Guest Notes

Indigenous notes

23 November 2019

9:00 AM

23 November 2019

9:00 AM

Beware labeling deaths in custody as racially motivated

From time to time we hear about tragic events where a person dies at the hands of police. When the victim is Aboriginal, there is usually the predictable outrage and accusations of racism. Before continuing, I want to make it clear that I don’t deny that police misconduct against Aboriginal people exists, as it does against non-Aboriginal people. I just don’t believe it is as widespread as activists would have us believe. If they provide some good evidence, I am happy to reconsider my position. In this article I won’t talk about any specific case, but I would like to discuss the reactions to police trying to do their job and their interactions with Aboriginal people more generally. I do so because there is a lot of misinformation out there, and it is Aboriginal people who suffer the most because of this misinformation. Incidentally, the reason why I won’t talk about any particular case here is because past experience shows that I am likely to be accused of disrespecting the deceased and their family members if what I say does not support some people’s theory of racism as the cause of death. Interestingly, many activists won’t hesitate to talk about a deceased relative if it suits their agenda.

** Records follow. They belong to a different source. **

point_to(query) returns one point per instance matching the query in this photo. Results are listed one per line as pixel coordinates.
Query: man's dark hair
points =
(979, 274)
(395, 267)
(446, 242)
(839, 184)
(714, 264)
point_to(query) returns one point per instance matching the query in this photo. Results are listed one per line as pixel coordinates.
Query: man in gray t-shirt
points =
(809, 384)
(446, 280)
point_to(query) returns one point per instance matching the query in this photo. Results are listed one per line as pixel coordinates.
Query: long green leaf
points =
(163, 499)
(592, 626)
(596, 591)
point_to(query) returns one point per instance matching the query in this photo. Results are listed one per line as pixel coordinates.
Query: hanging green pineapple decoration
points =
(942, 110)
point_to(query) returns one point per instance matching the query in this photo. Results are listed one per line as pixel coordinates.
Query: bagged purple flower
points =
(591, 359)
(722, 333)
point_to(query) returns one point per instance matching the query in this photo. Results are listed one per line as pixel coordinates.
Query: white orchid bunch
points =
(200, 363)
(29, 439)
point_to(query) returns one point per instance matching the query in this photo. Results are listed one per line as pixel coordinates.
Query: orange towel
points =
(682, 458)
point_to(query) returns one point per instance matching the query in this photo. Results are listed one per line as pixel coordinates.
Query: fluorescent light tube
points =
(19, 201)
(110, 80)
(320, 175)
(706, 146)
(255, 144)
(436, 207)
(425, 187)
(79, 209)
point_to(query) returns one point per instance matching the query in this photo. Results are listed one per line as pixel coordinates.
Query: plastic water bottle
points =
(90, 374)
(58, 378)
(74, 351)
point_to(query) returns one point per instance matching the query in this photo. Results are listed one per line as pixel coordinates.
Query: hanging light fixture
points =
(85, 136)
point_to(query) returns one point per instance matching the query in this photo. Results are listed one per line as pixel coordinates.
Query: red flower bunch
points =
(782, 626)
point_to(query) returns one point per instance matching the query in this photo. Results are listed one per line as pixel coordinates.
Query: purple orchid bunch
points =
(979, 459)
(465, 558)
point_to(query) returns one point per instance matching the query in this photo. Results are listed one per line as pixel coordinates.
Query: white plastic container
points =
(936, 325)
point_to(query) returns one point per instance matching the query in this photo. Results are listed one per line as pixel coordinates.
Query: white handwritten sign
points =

For far too long, the offenderati (a term my mate Bill Leak coined) and professional protesters have promoted the myth that Aboriginal people in custody are more likely to die than non-Aboriginal people in custody. The result being that any fatality of an Aboriginal person involving police is then seen through biased eyes. The facts clearly show that Aboriginal people in custody are less likely to die than non-Aboriginal people in custody. While this should be good news (well, good for Aboriginal people at least and not so good for non-Aboriginal people), it does not sit well with the blactivists. But this news is not new. David Biles, a semi-retired criminologist, was for three years the head of the criminology research group of the 1991 Royal Commission into Aboriginal Deaths in Custody and states: ‘In the early days of the royal commission, when I and a small team of researchers were able to prove unequivocally that Aboriginal people were slightly less likely to die in prison or police custody than non-Aboriginal people, we were met with derision and disbelief. We were even accused of disloyalty to the royal commission.’


But the Aboriginal deaths in custody myth is one that many won’t let go of easily. Holding on to it serves a purpose. Every time an Aboriginal person dies where police are involved, the protesters and left-leaning ‘journalists’ have already reached their conclusion that racism was the major driver resulting in death. We then see protests in the streets and the ‘Facebook police academy graduates’ taking to their keyboards to interrogate police and lecture everyone on how police should have dealt with a dangerous situation. It all looks impressive, doesn’t it? Aboriginal people standing in solidarity demanding justice for a perceived injustice! Ostensibly their motivation is that they care about the deceased. But do they? What of the many cases where an Aboriginal person dies at the hands of another Aboriginal person? While my opponents might accuse me of deflecting ‘just criticism’ with this point, I am not; I am merely trying to determine if all lives matter in the eyes of the activists, or only some. Data held by the Australian Institute of Criminology shows that the homicide rate for Aboriginal people as both victims and offenders is approximately five times higher than that of non-Aboriginal people. But for these deaths, I never see protesters. Perhaps they are preparing for their Australia Day protests? Perhaps people are unaware because these deaths typically don’t make the news? It seems that only some black lives matter—those where the white man can be implicated. Mmm, does that sound like racism?

A major problem with misrepresentations of Aboriginal interactions with police is that these are a big (and convenient) distraction from the serious problems facing too many Aboriginal people—like homelessness, substance abuse, violence, suicide, child sexual abuse and unemployment. Another problem is that they impair race relations and as such place lives in danger. For those who promote the ‘white man is evil’ agenda, here’s an important message for you: while your agenda might win you popularity contests, it might also cost Aboriginal lives. When Aboriginal people are endlessly bombarded with the poisonous message that white Australians are racist, then ordinary inconveniences like long waits in a hospital or unpleasant encounters with police (such as breaking the law) may be perceived as racism. Most people who experience these inconveniences, while not liking them, do not ordinarily see them as racist, but for the person who has been brainwashed into thinking that white Australians are racist, these become proof positive of racism. I am reminded of the quote from Australian social scientist, Hugh Mackay: ‘The observations we make in life tend to confirm the perspective from which they were made.’ And if frontline workers are continually accused of being racist (along with being spat on, kicked, sworn at, cursed, or threatened—and these are not rare events, just part of the job), then don’t be surprised if they don’t stay in their jobs for very long. How difficult might it be to attract quality staff to these jobs and induce them to stay long enough to build good relationships? All this can compromise the quality of services available in Aboriginal communities. Even worse, in some places, violence toward service providers has meant that they were evacuated, leaving residents without any qualified workers (e.g., a nurse) to provide help when it was needed most.

Yes, there is a need to ensure police and other frontline workers do their jobs well and are not racist. But let’s not be quick to play the race card. Sometimes the consequences are deadly.